Rarement action fut annoncée avec plus de fracas que le fut l’entrée en campagne imminente de la Montagne, et rarement événement fut annoncé à son de trompe avec plus d’assurance et plus longtemps d’avance que le fut la victoire inévitable de la démocratie.
Assurément, les démocrates croient aux trompettes dont les sonorités renversèrent les murailles de Jéricho.
Chaque fois qu’ils rencontrent devant eux les remparts du despotisme, ils s’efforcent de refaire le miracle.

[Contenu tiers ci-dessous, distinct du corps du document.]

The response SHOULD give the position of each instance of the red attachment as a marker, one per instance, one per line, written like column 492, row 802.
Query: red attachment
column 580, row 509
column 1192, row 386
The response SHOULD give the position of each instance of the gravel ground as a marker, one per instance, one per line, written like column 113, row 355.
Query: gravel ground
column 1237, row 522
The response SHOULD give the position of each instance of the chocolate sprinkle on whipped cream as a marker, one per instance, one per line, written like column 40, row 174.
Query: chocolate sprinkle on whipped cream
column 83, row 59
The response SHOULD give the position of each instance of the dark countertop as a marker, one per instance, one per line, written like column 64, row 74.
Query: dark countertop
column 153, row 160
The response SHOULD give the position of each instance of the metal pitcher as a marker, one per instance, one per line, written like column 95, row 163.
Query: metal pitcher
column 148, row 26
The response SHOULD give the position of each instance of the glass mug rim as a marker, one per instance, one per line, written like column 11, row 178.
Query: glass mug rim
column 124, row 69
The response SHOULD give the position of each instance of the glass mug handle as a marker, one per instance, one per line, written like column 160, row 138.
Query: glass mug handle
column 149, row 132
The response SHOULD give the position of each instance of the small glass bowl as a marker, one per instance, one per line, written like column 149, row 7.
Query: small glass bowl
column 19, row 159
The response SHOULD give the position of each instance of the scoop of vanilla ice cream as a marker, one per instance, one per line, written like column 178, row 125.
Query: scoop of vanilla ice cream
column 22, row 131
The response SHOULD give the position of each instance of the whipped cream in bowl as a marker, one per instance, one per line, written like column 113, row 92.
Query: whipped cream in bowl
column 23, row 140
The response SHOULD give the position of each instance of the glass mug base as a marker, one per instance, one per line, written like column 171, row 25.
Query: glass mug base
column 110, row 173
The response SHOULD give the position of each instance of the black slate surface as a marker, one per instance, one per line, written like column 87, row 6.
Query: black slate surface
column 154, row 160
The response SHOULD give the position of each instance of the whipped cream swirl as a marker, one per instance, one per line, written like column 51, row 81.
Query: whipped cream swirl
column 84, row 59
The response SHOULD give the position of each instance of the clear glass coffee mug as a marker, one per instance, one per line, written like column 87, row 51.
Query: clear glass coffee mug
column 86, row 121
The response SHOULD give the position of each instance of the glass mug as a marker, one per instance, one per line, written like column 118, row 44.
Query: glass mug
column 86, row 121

Si la Montagne voulait vaincre au Parlement, elle ne devait pas appeler aux armes. Si elle appelait aux armes au Parlement, elle ne devait pas se conduire parlementairement dans la rue.Si l’on se proposait sérieusement une démonstration pacifique, il était stupide de ne pas prévoir qu’elle serait accueillie belliqueusement.
S’il fallait s’attendre à une lutte véritable, il était vraiment original de déposer les armes avec lesquelles il fallait mener cette lutte.
Mais les menaces révolutionnaires des petits bourgeois et de leurs représentants démocrates ne sont que de simples tentatives d’intimidation de l’adversaire.
Et quand ils sont acculés, quand ils se sont suffisamment compromis pour se voir contraints de mettre leurs menaces à exécution, ils le font d’une manière équivoque qui n’évite rien tant que les moyens propres au but et cherche avidement des prétextes de défaite.
L’ouverture éclatante annonçant le combat se perd en un faible murmure dès que le combat doit commencer.
Les acteurs cessent de se prendre au sérieux, et l’action s’écroule lamentablement comme une baudruche que l’on perce avec une aiguille.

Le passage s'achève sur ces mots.